Professor Richard Falk delivered the annual Edward W. Said Memorial Lecture. His talk focused on the present reality and future direction of the Palestinian struggle, taking account of the continuing relevance of Edward Said's views of the grounds of a sustainable peace and proceeding from his prophetic premise that the two-state approach should no longer becloud our judgment.
Richard Falk is Albert G. Professor of International Law and Practice Emeritus at Princeton where he was a member of the faculty for 40 years. Since 2002 he has been associated with Global & International Studies at University of California, Santa Barbara as a research professor. He is currently directing “Global Climate Change, Human Security, and Democracy,” a grant-funded research project under the auspices of the Orfalea Center. He has also been associated with two projects that are jointly sponsored by the United Nations University in Tokyo and the Orfalea Center. The first is devoted to “Legality and Legitimacy in Global Politics,” which has resulted in a book to be published by Oxford University Press in 2011. The second is entitled “The World in 2030,” has held two workshops in Delhi, India, and will lead to an edited book publication.
Falk has been Special Rapporteur on Occupied Palestine for the UN Human Rights Council since 2008, and served on a panel of experts appointed by the President of the UN General Assembly, 2008-2009. He is Chair of the Board of Directors, Nuclear Age Peace Foundation, an NGO located in Santa Barbara. He is also a member of the editorial board of several journals and magazines, including the American Journal of International Law, Third World Quarterly, Globalizations, The Nation, and The Progressive. Formerly, he was for many years North American Director of the World Order Models Project.

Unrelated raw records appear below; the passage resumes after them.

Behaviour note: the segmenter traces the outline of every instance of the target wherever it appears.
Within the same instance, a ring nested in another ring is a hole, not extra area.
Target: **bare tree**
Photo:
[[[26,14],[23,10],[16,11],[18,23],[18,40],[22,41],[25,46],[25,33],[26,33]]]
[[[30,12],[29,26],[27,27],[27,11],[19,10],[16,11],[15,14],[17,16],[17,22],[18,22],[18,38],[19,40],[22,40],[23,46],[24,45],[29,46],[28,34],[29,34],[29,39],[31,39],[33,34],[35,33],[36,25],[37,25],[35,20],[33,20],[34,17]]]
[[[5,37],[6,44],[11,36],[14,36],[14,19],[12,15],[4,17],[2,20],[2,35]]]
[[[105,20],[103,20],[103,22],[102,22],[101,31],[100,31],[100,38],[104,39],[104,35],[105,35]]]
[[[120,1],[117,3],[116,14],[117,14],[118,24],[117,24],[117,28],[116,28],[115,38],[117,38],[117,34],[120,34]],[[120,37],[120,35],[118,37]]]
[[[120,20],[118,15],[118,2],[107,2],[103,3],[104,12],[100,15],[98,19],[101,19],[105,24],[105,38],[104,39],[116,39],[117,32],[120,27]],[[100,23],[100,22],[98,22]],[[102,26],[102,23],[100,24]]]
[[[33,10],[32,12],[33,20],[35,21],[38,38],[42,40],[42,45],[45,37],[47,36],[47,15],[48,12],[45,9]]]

The Edward W. Said Memorial Lecture is given once a year in honor of the public intellectual and literary critic, Edward W. Said, who taught in the English & Comparative Literature Department at Columbia from 1963 until 2003. Professor Said was perhaps best known for his books Orientalism, published in 1978, and Cultural Imperialism, published in 1993, both of which made major contributions to the field of cultural and postcolonial studies. Over the course of his intellectual career, Professor Said became one of the most influential voices on the Arab-Israeli conflict as a spokesperson for the Palestinian people in the West. Along with Daniel Barenboim in 1999, he founded the West-Eastern Divan Orchestra, which brings together musicians from Palestine and Israel and surrounding Arab countries. Professor Said was awarded the Bowdoin Prize by Harvard University, the Lannan Literary Award for Lifetime Achievement, and the Prince of Asturias Award for Concord, among other awards. He was the first person to be awarded the Lionel Trilling Book Award two times.The Annual Edward W. Said Memorial Lecture pays tribute to Professor Said by bringing to Columbia speakers who embody his beliefs and the legacy of his work.